Health Minister Cho Kyoo-hong also said that the government, which had previously moved to suspend the licenses of striking doctors who defied the return-to-work order, will cease such administrative measures if they return to hospitals.

These decisions grant junior doctors the autonomy to choose whether to return to work or resign according to their own intentions. They signify a significant departure from the government’s initial stance, which emphasized stern measures against the collective action that led to widespread disruptions in medical services nationwide.

“The government made decisions to prevent medical service disruptions from becoming more serious,” Cho said during a media briefing. “From now on, we ask heads of each hospital to confirm intentions of striking doctors and persuade them to return to work.”

The announcement came as more than 90 percent of the country’s 13,000 trainee doctors have remained off the job since Feb. 20 to protest the Yoon Suk Yeol administration’s policy to increase the annual medical school admissions quota.

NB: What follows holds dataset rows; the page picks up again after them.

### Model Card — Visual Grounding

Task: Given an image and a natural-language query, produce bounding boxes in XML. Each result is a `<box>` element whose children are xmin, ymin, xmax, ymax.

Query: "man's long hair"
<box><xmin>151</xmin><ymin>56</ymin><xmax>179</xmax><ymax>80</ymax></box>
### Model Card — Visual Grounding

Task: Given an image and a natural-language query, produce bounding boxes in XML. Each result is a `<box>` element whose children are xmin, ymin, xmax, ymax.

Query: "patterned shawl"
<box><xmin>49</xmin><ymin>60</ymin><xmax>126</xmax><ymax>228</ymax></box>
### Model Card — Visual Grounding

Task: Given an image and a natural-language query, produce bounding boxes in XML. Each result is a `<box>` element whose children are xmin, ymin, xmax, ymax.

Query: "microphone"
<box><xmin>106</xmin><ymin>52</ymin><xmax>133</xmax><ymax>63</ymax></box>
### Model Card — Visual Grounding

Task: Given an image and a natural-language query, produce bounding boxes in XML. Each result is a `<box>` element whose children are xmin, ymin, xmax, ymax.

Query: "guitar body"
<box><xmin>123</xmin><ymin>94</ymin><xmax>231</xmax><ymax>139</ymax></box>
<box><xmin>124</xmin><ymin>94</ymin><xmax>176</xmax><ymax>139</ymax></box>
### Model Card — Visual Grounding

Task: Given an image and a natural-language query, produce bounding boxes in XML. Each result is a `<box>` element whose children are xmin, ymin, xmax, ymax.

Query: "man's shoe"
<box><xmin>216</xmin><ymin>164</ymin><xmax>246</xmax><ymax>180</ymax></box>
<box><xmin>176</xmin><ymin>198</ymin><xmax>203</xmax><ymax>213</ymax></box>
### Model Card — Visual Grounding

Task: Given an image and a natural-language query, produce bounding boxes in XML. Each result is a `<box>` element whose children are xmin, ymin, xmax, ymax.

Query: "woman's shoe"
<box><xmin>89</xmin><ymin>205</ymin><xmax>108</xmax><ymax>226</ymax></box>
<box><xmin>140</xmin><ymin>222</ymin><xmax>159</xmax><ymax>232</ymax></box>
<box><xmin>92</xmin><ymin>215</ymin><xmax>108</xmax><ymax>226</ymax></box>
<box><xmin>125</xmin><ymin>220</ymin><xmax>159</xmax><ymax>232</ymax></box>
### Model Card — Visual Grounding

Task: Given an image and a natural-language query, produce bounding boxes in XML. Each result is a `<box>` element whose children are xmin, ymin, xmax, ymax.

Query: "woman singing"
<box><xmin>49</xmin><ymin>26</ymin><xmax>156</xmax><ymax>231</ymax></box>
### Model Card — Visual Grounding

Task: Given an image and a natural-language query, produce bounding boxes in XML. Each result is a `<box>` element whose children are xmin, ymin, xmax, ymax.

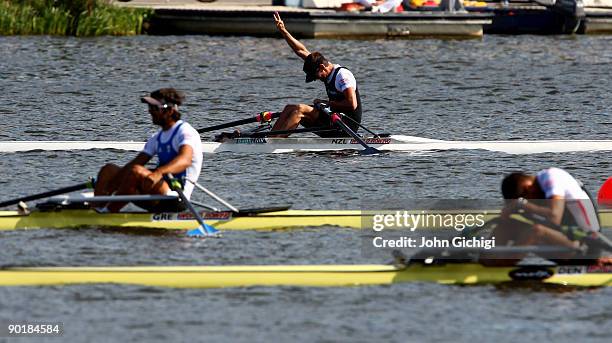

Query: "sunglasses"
<box><xmin>148</xmin><ymin>103</ymin><xmax>171</xmax><ymax>111</ymax></box>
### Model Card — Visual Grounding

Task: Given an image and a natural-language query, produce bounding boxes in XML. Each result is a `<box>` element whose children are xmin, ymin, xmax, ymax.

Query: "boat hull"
<box><xmin>1</xmin><ymin>263</ymin><xmax>610</xmax><ymax>288</ymax></box>
<box><xmin>3</xmin><ymin>136</ymin><xmax>612</xmax><ymax>154</ymax></box>
<box><xmin>1</xmin><ymin>209</ymin><xmax>611</xmax><ymax>231</ymax></box>
<box><xmin>0</xmin><ymin>209</ymin><xmax>366</xmax><ymax>231</ymax></box>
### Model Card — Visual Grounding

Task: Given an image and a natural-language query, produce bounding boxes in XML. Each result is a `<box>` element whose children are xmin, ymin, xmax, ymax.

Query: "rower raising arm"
<box><xmin>274</xmin><ymin>12</ymin><xmax>309</xmax><ymax>60</ymax></box>
<box><xmin>271</xmin><ymin>12</ymin><xmax>362</xmax><ymax>138</ymax></box>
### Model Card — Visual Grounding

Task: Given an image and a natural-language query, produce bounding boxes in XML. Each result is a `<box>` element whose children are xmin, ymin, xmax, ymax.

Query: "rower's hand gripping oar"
<box><xmin>165</xmin><ymin>174</ymin><xmax>220</xmax><ymax>237</ymax></box>
<box><xmin>315</xmin><ymin>104</ymin><xmax>381</xmax><ymax>155</ymax></box>
<box><xmin>0</xmin><ymin>178</ymin><xmax>95</xmax><ymax>208</ymax></box>
<box><xmin>517</xmin><ymin>210</ymin><xmax>612</xmax><ymax>253</ymax></box>
<box><xmin>197</xmin><ymin>111</ymin><xmax>280</xmax><ymax>133</ymax></box>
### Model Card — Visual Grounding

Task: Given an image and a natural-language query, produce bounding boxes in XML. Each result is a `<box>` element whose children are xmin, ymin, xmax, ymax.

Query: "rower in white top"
<box><xmin>271</xmin><ymin>12</ymin><xmax>362</xmax><ymax>138</ymax></box>
<box><xmin>94</xmin><ymin>88</ymin><xmax>203</xmax><ymax>213</ymax></box>
<box><xmin>494</xmin><ymin>167</ymin><xmax>602</xmax><ymax>256</ymax></box>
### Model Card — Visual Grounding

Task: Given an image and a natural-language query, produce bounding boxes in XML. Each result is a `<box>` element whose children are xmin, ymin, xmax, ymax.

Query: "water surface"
<box><xmin>0</xmin><ymin>35</ymin><xmax>611</xmax><ymax>342</ymax></box>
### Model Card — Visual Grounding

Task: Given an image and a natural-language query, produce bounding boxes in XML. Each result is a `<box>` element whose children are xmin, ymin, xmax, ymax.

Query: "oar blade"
<box><xmin>359</xmin><ymin>147</ymin><xmax>382</xmax><ymax>156</ymax></box>
<box><xmin>187</xmin><ymin>223</ymin><xmax>220</xmax><ymax>238</ymax></box>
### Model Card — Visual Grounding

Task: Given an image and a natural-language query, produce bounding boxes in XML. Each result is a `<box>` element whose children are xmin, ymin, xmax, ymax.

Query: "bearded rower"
<box><xmin>94</xmin><ymin>88</ymin><xmax>203</xmax><ymax>212</ymax></box>
<box><xmin>271</xmin><ymin>12</ymin><xmax>362</xmax><ymax>138</ymax></box>
<box><xmin>495</xmin><ymin>168</ymin><xmax>600</xmax><ymax>253</ymax></box>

The government has since ordered the trainee doctors to return to hospitals, while banning hospitals from accepting their resignations. But these measures have failed to bring striking doctors back to work until now.

During the briefing, the minister said the government will help these junior doctors complete their training without disruptions and obtain medical specialist qualifications on time — despite more than three months of absence — by adjusting their training schedules.

He also vowed to make efforts to improve the working environment of trainee doctors and reduce the legal risks caused by medical accidents.

Through this announcement, the government is widely seen as devising an exit strategy and taking conciliatory steps to soothe the trainee doctors to induce at least some of them to return to 추천 hospitals, at a time when all administrative procedures for the medical school quota hike of some 1,500 have been finalized — as of the end of last month — marking the first such increase in 27 years.

The decision not to penalize the striking doctors has sparked a fresh controversy, with critics arguing that it would be unfair to those who have continued to treat patients at hospitals while their colleagues have gone on strike.

In response to this criticism, the ministry stated that it was an “inevitable decision” aimed at preventing the collapse of healthcare services.